Subsequently, in order to explore the ER-targeting ability of the probe ER-Tf, we selected the commercial ER-specific dye (ER-tracker) as a reference to compare the positioning ability of the probe ER-Tf. The specific operation of the experiment was as follows: Firstly, the cells were treated with 5 µM ER-Tf and incubated at a constant temperature for 20 min, and then washed off the medium and incubated with 50 µM O2•−, finally treated with 1 µM ER-tracker. Then we observe the positioning of the probe ER-Tf under a confocal microscope, the blue channel signal generated by the reaction of ER-Tf with O2•− can better overlap with the red channel signal generated by the ER-tracker, and the Pearson correlation coefficient is as high as 0.89 (Fig. 4).Therefore, the co-localization experiment showed that ER-Tf possessed ER-targeting property.

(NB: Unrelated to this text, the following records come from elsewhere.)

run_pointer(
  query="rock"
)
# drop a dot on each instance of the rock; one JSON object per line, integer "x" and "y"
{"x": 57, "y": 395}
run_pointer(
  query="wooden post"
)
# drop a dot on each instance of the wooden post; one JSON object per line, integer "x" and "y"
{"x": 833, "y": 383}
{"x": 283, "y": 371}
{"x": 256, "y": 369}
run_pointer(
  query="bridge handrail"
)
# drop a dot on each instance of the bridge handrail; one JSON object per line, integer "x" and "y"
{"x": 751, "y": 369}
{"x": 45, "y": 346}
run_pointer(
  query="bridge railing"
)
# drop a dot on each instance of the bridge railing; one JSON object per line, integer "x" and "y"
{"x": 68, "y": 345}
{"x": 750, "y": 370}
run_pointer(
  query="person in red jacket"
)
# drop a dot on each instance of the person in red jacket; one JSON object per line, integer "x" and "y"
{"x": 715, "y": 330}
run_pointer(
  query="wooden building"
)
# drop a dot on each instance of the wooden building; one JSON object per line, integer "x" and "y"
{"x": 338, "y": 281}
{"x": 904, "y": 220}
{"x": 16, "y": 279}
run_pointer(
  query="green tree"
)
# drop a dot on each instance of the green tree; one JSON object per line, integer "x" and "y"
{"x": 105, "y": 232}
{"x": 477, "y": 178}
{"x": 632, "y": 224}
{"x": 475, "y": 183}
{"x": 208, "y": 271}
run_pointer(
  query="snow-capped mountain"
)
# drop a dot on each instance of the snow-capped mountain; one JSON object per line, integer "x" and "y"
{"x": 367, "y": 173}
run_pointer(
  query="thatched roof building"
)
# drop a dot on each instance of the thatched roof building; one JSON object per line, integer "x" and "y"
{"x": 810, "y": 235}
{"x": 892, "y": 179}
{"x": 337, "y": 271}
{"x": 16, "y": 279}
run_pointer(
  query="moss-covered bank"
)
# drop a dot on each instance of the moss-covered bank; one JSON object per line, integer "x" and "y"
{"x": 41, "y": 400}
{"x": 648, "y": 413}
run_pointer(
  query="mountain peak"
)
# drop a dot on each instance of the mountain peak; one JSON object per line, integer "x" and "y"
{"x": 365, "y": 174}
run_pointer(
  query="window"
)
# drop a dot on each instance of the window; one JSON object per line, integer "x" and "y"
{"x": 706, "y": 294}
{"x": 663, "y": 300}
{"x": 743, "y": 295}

Then, we assessed the ability of ER-Tf to image endogenous O2•− in living cells. Rotenone, as a mitochondrial electron transport chain complex I inhibitor, which can lead to apoptosis and increase the production of ROS . When HeLa cells were coated with 5µM ER-Tf for 20 min, almost no fluorescence was observed in the blue channel (Fig. 5). While HeLa cells were firstly treated with 10 µM or 20µM rotenone for 30 min and then stained with 5 µM ER-Tf for 20 min, the bright fluorescence could be found in blue channel. It indicates that HeLa cells produce O2•− when stimulated by rotenone. In addition, we evaluate the changes of endogenously generated cellular O2•− during ferroptosis. Erastin is a famous iron ion activator, which can inhibit the uptake of cystine by cystine/glutamate reverse transporter (system XC), and finally lead to ferroptosis. Erastin was employed as an activator to investigate the subtle changes of O2•− in living cells during ferroptosis . After treatment of HeLa cells with 10 µM erastin for 2 h and then 5µM ER-Tf for 20 min, the fluorescence intensity of blue channel showed nearly no change (Fig. 5). It suggests that the O2•− level at ER showed no remarkable change during ferroptosis. Hence, ER-Tf can be used for the fluorescence imaging of endogenously generated O2•− at ER.